The best shows are the ones that make you happy to watch them, that have actual characters, story arcs, plot structure. One of the things I always loved about Frasier, back when it was on the air and now, was how kind a show it actually was. There were no acts of cruelty passed off as humor, no vicious back-stabbing, no jokes for the sake of offense. The closest they came to being mean was when Daphne gained a lot of weight and fat jokes abounded. But by that point, we had such affection for the characters, for Daphne herself, that a few bad puns (“It took three Cranes to lift you!”) did not turn the whole show into a mean-spirited farce.
I personally was a huge fan of the Niles/Daphne relationship (as are most people, I’ve come to realize). Unlike the Ross/Rachel combination on Friends, Niles and Daphne’s romance matured, beginning as a puppy love crush and ending with marriage and children. It was, in retrospect, an actual ADULT relationship between two adult people. By the time they finally came to terms with their feelings for each other, poor Niles had had his heart broken several times and Daphne had fallen for him of her own accord. It was handled with a kindness and, moreover, a seriousness that went far beyond its beginnings as a chance for double entendres.
Frasier opened the way for a combination of incredibly smart humor and excellent, old school physical comedy. The best episodes are the ones that allow the entire cast to flex their muscles. And the cast really did make it. For all intents and purposes, it was a cast of five orbited by a few recurring characters. The falling off of the last few seasons was mostly a result of lesser writing and too much emphasis on the subsidiary characters (we did not need Daphne’s mother complicating relationships, although I did enjoy Felicity Huffman’s brief stint as Julia). And there were some weird plot twists: Maris commits a murder, Niles randomly gets a heart condition (a plot arc that ended suddenly and was never spoken of again), etc, etc. But every great show jumps the shark at some point and, by the end of it, I think that Frasier came back around to what they did best: smart humor, physical comedy and real human emotion.

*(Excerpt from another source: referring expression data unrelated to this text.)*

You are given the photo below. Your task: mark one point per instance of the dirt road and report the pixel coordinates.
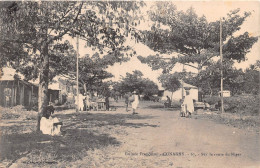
(167, 140)
(156, 137)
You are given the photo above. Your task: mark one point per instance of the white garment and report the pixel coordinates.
(47, 127)
(135, 102)
(81, 101)
(88, 101)
(188, 101)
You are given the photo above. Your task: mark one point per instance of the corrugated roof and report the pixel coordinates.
(186, 85)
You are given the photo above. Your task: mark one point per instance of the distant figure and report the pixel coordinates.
(189, 104)
(107, 103)
(135, 102)
(168, 102)
(49, 125)
(87, 100)
(81, 102)
(127, 96)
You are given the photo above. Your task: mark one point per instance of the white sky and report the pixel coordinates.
(213, 11)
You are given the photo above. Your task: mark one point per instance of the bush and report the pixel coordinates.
(17, 112)
(240, 104)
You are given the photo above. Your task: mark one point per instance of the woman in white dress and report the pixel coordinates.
(135, 102)
(49, 125)
(188, 103)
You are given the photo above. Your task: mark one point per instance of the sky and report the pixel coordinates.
(213, 10)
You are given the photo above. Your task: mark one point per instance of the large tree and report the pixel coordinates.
(170, 82)
(192, 39)
(29, 30)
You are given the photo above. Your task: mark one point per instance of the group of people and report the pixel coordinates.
(86, 103)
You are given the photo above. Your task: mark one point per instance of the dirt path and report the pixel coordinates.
(171, 141)
(157, 138)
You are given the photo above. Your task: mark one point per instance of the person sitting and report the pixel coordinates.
(188, 104)
(49, 125)
(168, 102)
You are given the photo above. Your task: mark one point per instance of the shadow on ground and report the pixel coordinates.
(78, 138)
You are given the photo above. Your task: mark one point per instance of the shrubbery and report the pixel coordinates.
(17, 112)
(240, 104)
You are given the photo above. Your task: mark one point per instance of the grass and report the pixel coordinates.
(82, 132)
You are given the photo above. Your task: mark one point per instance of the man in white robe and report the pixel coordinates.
(188, 103)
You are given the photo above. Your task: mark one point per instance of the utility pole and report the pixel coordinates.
(77, 109)
(221, 69)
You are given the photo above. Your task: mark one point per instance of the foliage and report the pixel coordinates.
(17, 112)
(193, 38)
(235, 80)
(251, 79)
(241, 104)
(170, 82)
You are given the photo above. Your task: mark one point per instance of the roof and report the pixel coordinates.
(8, 75)
(186, 85)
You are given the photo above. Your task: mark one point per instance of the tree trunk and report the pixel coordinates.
(85, 88)
(43, 100)
(171, 96)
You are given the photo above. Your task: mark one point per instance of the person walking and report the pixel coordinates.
(107, 102)
(135, 102)
(127, 96)
(188, 103)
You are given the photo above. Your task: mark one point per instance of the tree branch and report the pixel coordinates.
(65, 31)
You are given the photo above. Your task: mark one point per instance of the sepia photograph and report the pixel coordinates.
(129, 84)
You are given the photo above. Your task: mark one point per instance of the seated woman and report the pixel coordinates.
(49, 125)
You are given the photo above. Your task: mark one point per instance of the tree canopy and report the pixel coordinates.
(32, 33)
(192, 39)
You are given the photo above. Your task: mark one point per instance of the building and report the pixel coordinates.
(181, 92)
(226, 93)
(16, 91)
(19, 92)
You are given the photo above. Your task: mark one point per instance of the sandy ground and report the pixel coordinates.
(195, 143)
(160, 138)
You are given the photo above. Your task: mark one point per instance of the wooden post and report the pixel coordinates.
(221, 70)
(77, 73)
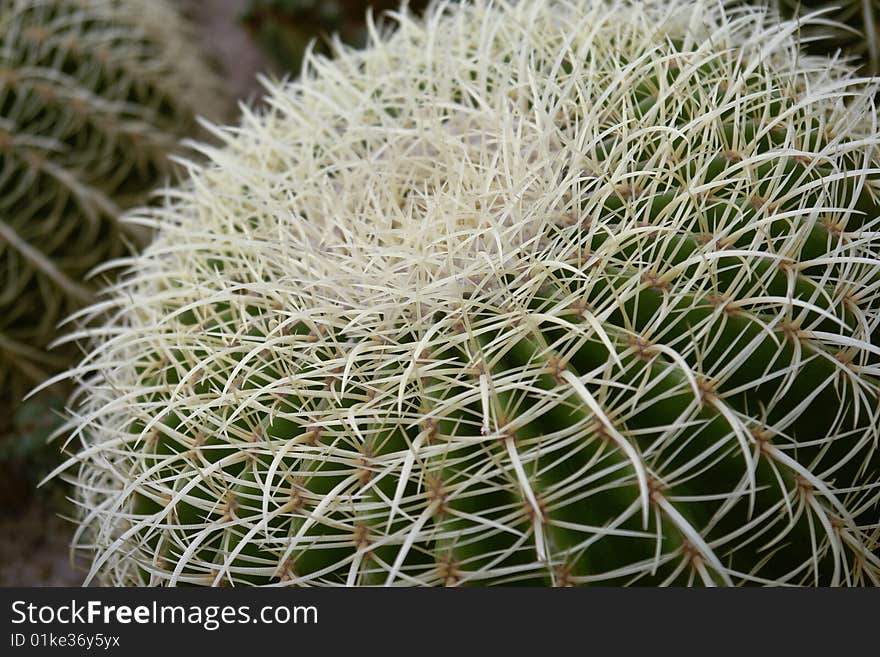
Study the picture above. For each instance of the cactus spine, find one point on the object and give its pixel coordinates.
(94, 98)
(553, 292)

I’ve seen it written that the end of Frasier marked the end of the sitcom. Whether that’s a good or bad thing is up for debate, but at least it was a show unembarrassed by its intellectual pretensions, which can sometimes be very difficult to come by. All I really know is that when I quote it, at least two people laugh.
“She called my show bourgeois. I said that anything with mass appeal can be called bourgeois. Then she called my argument bourgeois. Which I found to be rather jejune.”